Daniele Ranzoni, Veduta del lago Maggiore dalla villa di Ada Troubetzkoy, 1872 – 1873, olio su tela, 105.5 x 49.2 cm. Milano, Galleria d’Arte Moderna

Descrizione della Veduta del lago Maggiore dalla villa di Ada Troubetzkoy di Daniele Ranzoni

Il paesaggio del Lago Maggiore si distende in basso, osservato dall’esterno di villa Ada a Ghiffa. In primo piano, parallela al bordo inferiore del dipinto, corre la balaustra del terrazzo che prosegue a sinistra in profondità. Su quel lato, poi, una donna è appoggiata e osserva il lago raffigurato a destra. Le fa da sfondo la collina che si affaccia sullo specchio d’acqua. Lontano, invece, si alzano le montagne lontane.

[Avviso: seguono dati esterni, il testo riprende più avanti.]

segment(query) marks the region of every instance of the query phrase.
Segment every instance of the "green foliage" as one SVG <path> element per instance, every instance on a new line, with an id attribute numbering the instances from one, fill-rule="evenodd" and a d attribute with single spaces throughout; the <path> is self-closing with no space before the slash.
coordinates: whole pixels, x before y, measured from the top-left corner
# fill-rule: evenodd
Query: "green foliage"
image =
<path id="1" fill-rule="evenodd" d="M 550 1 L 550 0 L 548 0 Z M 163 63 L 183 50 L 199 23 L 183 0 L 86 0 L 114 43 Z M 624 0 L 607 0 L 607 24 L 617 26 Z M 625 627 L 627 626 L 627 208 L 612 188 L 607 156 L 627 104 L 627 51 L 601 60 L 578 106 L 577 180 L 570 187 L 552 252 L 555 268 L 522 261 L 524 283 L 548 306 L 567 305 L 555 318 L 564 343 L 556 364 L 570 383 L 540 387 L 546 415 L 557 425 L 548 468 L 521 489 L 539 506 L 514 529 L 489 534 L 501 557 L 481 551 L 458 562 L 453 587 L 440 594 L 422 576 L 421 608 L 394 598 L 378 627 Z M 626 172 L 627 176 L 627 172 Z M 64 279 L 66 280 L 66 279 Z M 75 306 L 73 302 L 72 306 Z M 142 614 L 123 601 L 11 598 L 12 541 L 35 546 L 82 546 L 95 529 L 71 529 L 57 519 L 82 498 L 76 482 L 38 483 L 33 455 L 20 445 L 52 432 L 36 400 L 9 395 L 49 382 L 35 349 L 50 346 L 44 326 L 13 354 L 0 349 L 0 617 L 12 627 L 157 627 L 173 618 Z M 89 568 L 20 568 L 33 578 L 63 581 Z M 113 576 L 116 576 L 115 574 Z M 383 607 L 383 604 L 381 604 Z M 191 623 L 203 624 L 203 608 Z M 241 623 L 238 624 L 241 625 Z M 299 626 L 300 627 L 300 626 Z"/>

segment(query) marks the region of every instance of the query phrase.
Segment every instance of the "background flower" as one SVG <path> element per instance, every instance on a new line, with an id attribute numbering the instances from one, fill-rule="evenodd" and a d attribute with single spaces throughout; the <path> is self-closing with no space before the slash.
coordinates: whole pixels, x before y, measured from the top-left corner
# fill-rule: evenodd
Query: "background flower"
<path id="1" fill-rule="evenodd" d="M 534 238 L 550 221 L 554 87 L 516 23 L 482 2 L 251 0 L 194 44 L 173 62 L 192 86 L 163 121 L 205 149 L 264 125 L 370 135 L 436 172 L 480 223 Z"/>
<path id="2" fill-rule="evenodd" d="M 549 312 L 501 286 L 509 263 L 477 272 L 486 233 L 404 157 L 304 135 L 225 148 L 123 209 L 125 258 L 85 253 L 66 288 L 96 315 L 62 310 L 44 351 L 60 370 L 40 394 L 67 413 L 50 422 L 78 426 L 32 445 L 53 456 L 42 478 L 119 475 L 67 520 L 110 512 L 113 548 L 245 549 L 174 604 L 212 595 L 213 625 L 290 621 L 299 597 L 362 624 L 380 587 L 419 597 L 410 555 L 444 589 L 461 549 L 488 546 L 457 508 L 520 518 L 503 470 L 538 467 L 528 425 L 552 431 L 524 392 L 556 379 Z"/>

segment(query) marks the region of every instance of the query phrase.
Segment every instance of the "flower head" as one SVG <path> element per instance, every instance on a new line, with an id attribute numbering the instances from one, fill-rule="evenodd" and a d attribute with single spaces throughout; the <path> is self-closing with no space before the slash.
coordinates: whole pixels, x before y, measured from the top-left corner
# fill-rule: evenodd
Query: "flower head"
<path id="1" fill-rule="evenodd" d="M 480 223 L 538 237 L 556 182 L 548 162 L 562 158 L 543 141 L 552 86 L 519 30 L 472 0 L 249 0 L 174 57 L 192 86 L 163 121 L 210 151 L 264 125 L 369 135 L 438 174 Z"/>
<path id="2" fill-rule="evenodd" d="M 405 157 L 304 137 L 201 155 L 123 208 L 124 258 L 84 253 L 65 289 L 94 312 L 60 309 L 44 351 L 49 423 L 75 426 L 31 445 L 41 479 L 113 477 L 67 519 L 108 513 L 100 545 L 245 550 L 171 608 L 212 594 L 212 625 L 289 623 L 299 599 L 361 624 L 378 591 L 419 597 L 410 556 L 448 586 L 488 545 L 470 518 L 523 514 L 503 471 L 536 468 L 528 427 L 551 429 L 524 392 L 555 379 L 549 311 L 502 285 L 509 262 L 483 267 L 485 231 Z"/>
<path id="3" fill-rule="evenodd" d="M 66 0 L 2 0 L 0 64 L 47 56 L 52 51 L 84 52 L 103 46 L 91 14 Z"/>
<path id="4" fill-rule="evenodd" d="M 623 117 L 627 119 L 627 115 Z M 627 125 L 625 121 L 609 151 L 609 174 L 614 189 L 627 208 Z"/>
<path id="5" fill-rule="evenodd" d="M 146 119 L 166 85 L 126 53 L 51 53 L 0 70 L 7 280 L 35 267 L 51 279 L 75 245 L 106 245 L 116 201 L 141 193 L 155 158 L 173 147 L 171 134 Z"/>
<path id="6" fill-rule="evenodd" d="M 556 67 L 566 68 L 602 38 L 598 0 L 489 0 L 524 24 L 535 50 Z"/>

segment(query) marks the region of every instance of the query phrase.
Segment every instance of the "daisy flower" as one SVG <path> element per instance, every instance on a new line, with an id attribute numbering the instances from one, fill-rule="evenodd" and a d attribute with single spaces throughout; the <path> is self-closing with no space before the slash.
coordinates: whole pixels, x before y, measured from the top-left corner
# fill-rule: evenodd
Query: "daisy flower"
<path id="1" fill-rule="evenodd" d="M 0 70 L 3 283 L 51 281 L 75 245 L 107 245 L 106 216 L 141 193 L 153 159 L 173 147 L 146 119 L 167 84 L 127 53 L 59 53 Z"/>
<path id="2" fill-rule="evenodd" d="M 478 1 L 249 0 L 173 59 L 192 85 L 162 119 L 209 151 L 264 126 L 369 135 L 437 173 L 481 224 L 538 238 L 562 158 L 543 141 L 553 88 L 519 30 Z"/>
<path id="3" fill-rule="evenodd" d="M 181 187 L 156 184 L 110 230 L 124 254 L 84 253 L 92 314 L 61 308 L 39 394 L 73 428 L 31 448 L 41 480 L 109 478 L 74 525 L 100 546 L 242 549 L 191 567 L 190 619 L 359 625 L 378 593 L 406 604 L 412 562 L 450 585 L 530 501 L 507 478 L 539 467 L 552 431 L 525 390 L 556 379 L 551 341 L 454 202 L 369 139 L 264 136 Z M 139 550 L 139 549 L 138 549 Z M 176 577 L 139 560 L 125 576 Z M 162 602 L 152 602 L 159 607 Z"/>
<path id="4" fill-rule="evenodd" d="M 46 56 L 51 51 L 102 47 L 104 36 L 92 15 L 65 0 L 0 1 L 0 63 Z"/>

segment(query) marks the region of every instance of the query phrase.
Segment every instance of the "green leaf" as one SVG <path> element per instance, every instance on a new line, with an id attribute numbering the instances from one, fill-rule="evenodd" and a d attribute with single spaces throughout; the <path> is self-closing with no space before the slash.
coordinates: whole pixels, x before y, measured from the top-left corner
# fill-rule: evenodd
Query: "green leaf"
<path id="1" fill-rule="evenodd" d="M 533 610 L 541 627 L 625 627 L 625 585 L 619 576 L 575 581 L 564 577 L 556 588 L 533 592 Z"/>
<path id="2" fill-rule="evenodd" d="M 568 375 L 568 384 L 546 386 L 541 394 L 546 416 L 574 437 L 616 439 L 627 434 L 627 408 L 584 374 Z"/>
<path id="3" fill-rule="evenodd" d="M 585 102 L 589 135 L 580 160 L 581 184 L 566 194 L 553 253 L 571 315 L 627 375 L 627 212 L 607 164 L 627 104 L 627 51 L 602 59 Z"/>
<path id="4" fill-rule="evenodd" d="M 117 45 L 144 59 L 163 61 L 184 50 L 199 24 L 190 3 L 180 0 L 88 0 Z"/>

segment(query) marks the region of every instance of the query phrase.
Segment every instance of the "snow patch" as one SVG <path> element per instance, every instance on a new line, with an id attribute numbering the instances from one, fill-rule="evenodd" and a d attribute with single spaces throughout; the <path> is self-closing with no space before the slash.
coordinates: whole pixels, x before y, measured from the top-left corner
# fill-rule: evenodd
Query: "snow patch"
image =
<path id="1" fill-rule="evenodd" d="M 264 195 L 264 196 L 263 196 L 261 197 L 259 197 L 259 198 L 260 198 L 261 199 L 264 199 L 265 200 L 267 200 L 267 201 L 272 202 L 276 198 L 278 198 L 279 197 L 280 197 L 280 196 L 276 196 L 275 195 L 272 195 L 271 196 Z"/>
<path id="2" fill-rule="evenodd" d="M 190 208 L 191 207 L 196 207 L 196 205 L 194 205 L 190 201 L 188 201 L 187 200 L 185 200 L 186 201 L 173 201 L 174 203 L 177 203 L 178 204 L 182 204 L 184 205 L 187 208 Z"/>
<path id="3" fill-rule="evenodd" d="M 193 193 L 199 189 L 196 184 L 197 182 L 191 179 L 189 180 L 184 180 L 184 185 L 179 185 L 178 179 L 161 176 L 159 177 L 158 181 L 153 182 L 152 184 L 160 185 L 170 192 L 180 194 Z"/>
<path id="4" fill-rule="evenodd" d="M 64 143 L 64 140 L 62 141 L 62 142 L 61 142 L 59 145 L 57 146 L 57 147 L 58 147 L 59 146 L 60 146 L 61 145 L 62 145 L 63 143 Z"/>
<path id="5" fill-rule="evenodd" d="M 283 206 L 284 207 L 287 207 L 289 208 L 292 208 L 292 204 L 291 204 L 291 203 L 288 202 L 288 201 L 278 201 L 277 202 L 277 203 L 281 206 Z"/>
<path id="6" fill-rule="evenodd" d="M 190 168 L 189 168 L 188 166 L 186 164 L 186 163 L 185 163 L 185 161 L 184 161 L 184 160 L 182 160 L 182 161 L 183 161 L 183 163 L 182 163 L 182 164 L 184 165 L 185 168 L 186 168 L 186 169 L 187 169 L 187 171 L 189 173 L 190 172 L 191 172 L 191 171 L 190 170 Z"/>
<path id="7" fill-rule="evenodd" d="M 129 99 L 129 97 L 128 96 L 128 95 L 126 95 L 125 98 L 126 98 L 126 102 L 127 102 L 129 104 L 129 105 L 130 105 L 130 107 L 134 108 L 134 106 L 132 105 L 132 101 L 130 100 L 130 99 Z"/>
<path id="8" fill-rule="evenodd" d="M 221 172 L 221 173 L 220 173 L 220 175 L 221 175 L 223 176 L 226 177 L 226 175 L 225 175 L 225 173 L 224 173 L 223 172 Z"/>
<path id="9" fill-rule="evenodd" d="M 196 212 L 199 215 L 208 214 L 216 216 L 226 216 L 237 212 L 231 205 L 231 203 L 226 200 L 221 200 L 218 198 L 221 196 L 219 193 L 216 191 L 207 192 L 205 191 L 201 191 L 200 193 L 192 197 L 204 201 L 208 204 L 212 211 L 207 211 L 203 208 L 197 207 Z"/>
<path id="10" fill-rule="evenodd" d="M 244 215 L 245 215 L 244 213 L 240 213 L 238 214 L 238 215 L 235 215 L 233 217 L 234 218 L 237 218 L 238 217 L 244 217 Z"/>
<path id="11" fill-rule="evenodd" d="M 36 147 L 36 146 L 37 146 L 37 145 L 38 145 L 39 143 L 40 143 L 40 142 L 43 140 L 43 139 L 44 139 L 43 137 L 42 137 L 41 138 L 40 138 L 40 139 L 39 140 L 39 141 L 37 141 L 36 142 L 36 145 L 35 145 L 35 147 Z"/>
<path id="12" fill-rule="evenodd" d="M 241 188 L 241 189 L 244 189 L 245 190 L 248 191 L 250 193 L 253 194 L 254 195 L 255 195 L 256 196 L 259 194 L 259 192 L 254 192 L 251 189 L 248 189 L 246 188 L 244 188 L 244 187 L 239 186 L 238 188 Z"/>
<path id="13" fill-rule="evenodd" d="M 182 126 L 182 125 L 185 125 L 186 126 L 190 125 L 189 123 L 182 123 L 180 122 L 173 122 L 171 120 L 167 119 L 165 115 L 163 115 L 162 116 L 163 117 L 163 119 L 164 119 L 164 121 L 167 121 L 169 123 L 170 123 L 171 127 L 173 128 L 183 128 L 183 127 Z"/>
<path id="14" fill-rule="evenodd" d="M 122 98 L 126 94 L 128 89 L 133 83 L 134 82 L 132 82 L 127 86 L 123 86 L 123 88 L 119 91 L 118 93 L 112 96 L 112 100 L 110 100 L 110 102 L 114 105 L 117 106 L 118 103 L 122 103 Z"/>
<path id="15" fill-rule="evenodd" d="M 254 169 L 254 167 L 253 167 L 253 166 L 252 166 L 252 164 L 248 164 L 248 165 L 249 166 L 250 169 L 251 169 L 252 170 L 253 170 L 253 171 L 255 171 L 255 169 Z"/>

Interpretazioni e simbologia

Daniele Ranzoni fu un grande ritrattista. Non dipinse, infatti, molti paesaggi. In questo dipinto intitolato Veduta del lago Maggiore dalla villa di Ada Troubetzkoy raffigura la vista sul lago osservata dalla residenza dei suoi mecenati. Infatti, Ranzoni fu ospite della famiglia dei principi dal 1873 al 1877. In quegli anni si occupò dell’istruzione dei tre figli e ospitò molti amici scapigliati presso lo studio allestito nella villa.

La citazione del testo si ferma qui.